Nearly three years into the program, Ohio medical cannabis is 44% more expensive than cannabis in neighboring Michigan, the report says.
“We follow the economic trends because you don’t want (the price) to be too low or too high, so there’s a median that has been set by the industry,” Ariane Kirkpatrick, CEO of Harvest of Ohio, said in the report. “Everybody’s selling pretty much at the same price, all of the locations. There’s no price-gouging by any individual owners.”
She added that owners have an understanding not to discount prices too much “just so they can get all the sales.”
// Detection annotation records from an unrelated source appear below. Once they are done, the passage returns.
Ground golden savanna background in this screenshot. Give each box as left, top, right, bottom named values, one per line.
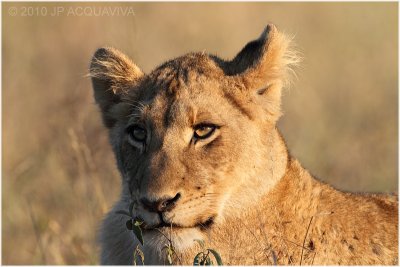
left=2, top=3, right=398, bottom=264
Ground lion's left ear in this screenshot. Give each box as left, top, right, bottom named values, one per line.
left=228, top=24, right=300, bottom=119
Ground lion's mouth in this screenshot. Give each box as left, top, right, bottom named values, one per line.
left=144, top=216, right=215, bottom=231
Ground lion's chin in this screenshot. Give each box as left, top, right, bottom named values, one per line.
left=143, top=226, right=204, bottom=253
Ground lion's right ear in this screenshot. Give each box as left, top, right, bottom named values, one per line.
left=90, top=47, right=143, bottom=128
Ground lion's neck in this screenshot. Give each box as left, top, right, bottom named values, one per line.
left=221, top=129, right=289, bottom=221
left=200, top=159, right=324, bottom=265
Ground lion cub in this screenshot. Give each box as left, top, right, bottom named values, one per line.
left=90, top=25, right=398, bottom=265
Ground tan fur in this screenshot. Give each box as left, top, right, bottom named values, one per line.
left=91, top=25, right=398, bottom=265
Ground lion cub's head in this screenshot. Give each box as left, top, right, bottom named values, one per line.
left=90, top=25, right=297, bottom=251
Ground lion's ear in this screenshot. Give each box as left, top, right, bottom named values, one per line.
left=228, top=24, right=300, bottom=122
left=90, top=47, right=143, bottom=128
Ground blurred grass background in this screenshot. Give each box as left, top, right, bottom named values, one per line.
left=2, top=3, right=398, bottom=264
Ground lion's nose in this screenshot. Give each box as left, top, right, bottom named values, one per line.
left=140, top=193, right=181, bottom=212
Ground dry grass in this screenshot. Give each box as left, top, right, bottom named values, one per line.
left=2, top=3, right=398, bottom=264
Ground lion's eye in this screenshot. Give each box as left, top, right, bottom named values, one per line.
left=126, top=125, right=147, bottom=143
left=194, top=125, right=216, bottom=139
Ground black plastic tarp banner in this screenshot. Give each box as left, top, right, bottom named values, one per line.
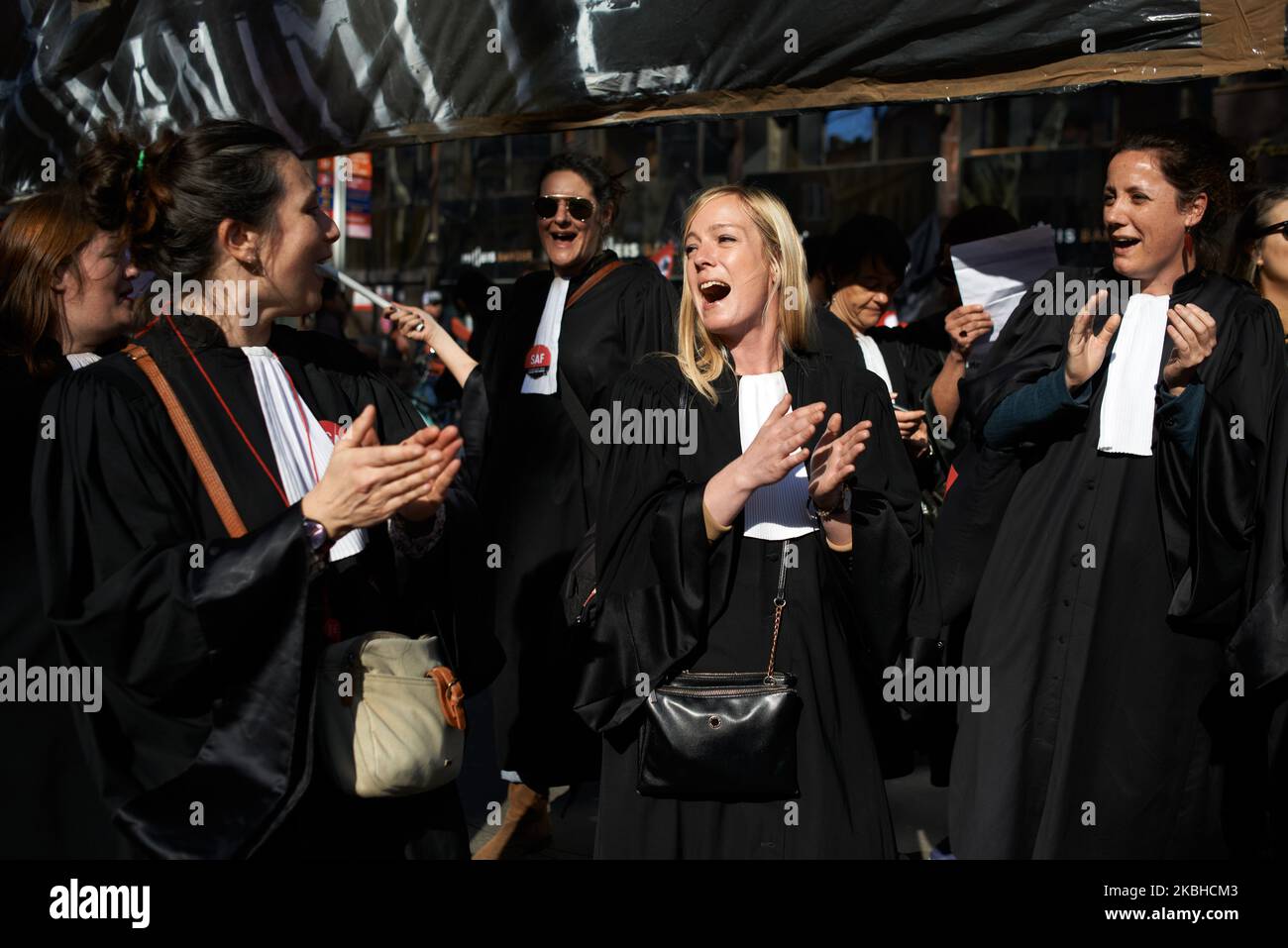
left=0, top=0, right=1285, bottom=197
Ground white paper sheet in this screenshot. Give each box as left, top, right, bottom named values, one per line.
left=952, top=224, right=1057, bottom=362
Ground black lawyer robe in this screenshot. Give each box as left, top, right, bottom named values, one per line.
left=33, top=314, right=496, bottom=857
left=1228, top=347, right=1288, bottom=858
left=577, top=353, right=927, bottom=858
left=818, top=310, right=944, bottom=490
left=0, top=356, right=129, bottom=859
left=949, top=269, right=1284, bottom=858
left=480, top=252, right=677, bottom=787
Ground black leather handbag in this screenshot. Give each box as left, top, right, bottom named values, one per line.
left=636, top=542, right=802, bottom=799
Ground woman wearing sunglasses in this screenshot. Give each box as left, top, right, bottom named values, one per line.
left=1231, top=184, right=1288, bottom=345
left=577, top=184, right=926, bottom=859
left=476, top=154, right=677, bottom=859
left=0, top=185, right=138, bottom=859
left=1229, top=184, right=1288, bottom=857
left=949, top=125, right=1284, bottom=858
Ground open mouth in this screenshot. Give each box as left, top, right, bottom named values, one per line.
left=698, top=279, right=730, bottom=303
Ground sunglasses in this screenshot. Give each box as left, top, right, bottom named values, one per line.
left=532, top=194, right=595, bottom=223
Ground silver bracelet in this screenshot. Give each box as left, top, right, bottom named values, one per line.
left=389, top=503, right=447, bottom=559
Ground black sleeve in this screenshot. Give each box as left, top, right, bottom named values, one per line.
left=617, top=262, right=679, bottom=364
left=1155, top=292, right=1284, bottom=635
left=842, top=370, right=939, bottom=670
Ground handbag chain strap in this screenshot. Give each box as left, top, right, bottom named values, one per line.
left=765, top=540, right=793, bottom=685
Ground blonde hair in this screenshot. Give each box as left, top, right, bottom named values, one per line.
left=675, top=184, right=810, bottom=404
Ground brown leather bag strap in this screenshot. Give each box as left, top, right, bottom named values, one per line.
left=124, top=343, right=246, bottom=537
left=564, top=261, right=626, bottom=309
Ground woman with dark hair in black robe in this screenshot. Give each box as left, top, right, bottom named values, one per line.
left=476, top=154, right=675, bottom=859
left=0, top=184, right=138, bottom=859
left=818, top=214, right=947, bottom=474
left=33, top=121, right=494, bottom=858
left=577, top=185, right=926, bottom=859
left=949, top=129, right=1284, bottom=858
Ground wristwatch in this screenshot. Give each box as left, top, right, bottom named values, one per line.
left=304, top=516, right=335, bottom=578
left=808, top=483, right=850, bottom=520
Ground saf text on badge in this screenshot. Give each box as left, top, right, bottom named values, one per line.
left=523, top=345, right=550, bottom=378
The report notes that price-per-gram in Ohio fell from $17 in 2019 to $11 or $10 by the end of the year. However, since January 2021 prices have remained stagnant, despite more producers and dispensaries coming online.
Another reason for program dissatisfaction is the lack of medical cannabis homegrows, the report found. Kirkpatrick said a bill to legalize adult-use cannabis and home cultivation will be introduced in the upcoming Ohio legislative session that will address the complaint.
“I don’t see that as a threat (to the industry) at all,” she said. “I see it more as … something that’s needed in terms of accessibility for patients.”